Sabtu, 10 September 2011

Tipe Perilaku Merokok


Seperti yang diungkapkan oleh Leventhal & Clearly (Komasari & Helmi, 2000) terdapat 4 tahap dalam perilaku merokok sehingga menjadi perokok, yaitu :
1. Tahap Prepatory. Seseorang mendapatkan gambaran yang menyenangkan mengenai merokok dengan cara mendengar, melihat atau dari hasil bacaan. Hal-hal ini menimbulkan minat untuk merokok.
2. Tahap Initiation. Tahap perintisan merokok yaitu tahap apakah seseorang akan meneruskan atau tidak terhadap perilaku merokok.
3. Tahap Becoming a Smoker. Apabila seseorang telah mengkonsumsi rokok sebanyak empat batang per hari maka mempunyai kecenderungan menjadi perokok.
4. Tahap Maintenance of Smoking. Tahap ini merokok sudah menjadi salah satu bagian dari cara pengaturan diri (self regulating). Merokok dilakukan untuk memperoleh efek fisiologis yang menyenangkan.
           
            Menurut Smet (1994) ada tiga tipe perokok yang dapat diklasifikasikan menurut banyaknya rokok yang dihisap. Tiga tipe perokok tersebut adalah :
1. Perokok berat yang menghisap lebih dari 15 batang rokok dalam sehari.
2. Perokok sedang yang menghisap 5-14 batang rokok dalam sehari.
3. Perokok ringan yang menghisap 1-4 batang rokok dalam sehari.

            Tempat merokok juga mencerminkan pola perilaku merokok. Berdasarkan tempat-tempat dimana seseorang menghisap rokok, maka Mu’tadin (2002)
menggolongkan tipe perilaku merokok menjadi :
1. Merokok di tempat-tempat umum / ruang publik
      a.   Kelompok homogen (sama-sama perokok), secara bergerombol mereka                                            menikmati kebiasaannya. Umumnya mereka masih         menghargai orang lain,                                    karena itu mereka menempatkan diri di smoking area.
      b.   Kelompok yang heterogen (merokok ditengah orang-orang lain yang tidak                          merokok, anak kecil, orang jompo, orang sakit, dll).
2.Merokok di tempat-tempat yang bersifat pribadi
a.

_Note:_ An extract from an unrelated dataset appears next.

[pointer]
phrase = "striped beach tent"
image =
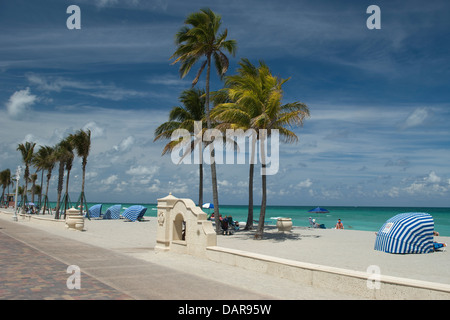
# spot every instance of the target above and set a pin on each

Kantor atau di kamar tidur pribadi. Perokok memilih tempat-tempat seperti ini yang sebagai tempat merokok digolongkan kepada individu yang kurang menjaga kebersihan diri, penuh rasa gelisah yang mencekam.
b. Toilet. Perokok jenis ini dapat digolongkan sebagai orang yang suka berfantasi.

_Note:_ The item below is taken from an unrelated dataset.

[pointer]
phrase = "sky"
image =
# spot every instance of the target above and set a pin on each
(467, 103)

            Menurut Silvan & Tomkins (Mu’tadin, 2002) ada empat tipe perilaku merokok berdasarkan Management of affect theory, ke empat tipe tersebut adalah :

1. Tipe perokok yang dipengaruhi oleh perasaan positif.
a. Pleasure relaxation,  perilaku merokok hanya untuk menambah atau meningkatkan kenikmatan yang sudah didapat, misalnya merokok setelah minum kopi atau makan.
b. Simulation to pick them up. Perilaku merokok hanya dilakukan sekedarnya untuk menyenangkan perasaan.
c. Pleasure of handling the cigarette. Kenikmatan yang diperoleh dari memegang rokok.
 
2. Perilaku merokok yang dipengaruhi perasaan negatif. Banyak orang yang merokok untuk mengurangi perasaan negatif dalam dirinya. Misalnya merokok bila marah, cemas, gelisah, rokok dianggap sebagai penyelamat. Mereka menggunakan rokok bila perasaan tidak enak terjadi, sehingga terhindar dari perasaan yang lebih tidak enak.

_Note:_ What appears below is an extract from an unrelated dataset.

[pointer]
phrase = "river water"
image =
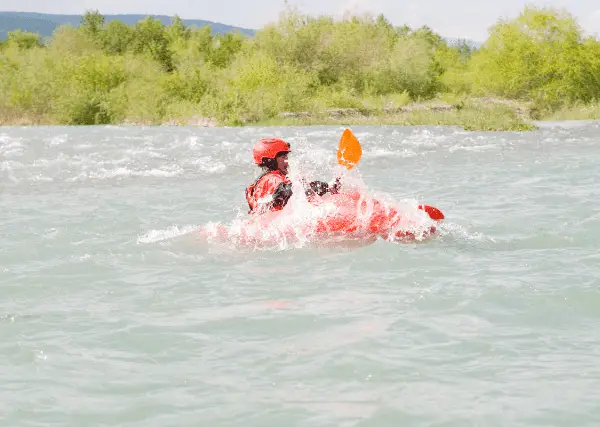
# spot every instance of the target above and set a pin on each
(114, 313)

3. Perilaku merokok yang adiktif. Perokok yang sudah adiksi, akan menambah dosis rokok yang digunakan setiap saat setelah efek dari rokok yang dihisapnya berkurang.

4. Perilaku merokok yang sudah menjadi kebiasaan. Mereka menggunakan rokok sama sekali bukan karena untuk mengendalikan perasaan mereka, tetapi karena sudah menjadi kebiasaan. Berdasarkan uraian diatas maka dapat disimpulkan bahwa perilaku merokok
pada remaja digolongkan kedalam beberapa tipe yang dapat dilihat dari banyaknya rokok yang dihisap, tempat merokok, dan fungsi merokok dalam kehidupan sehari- hari.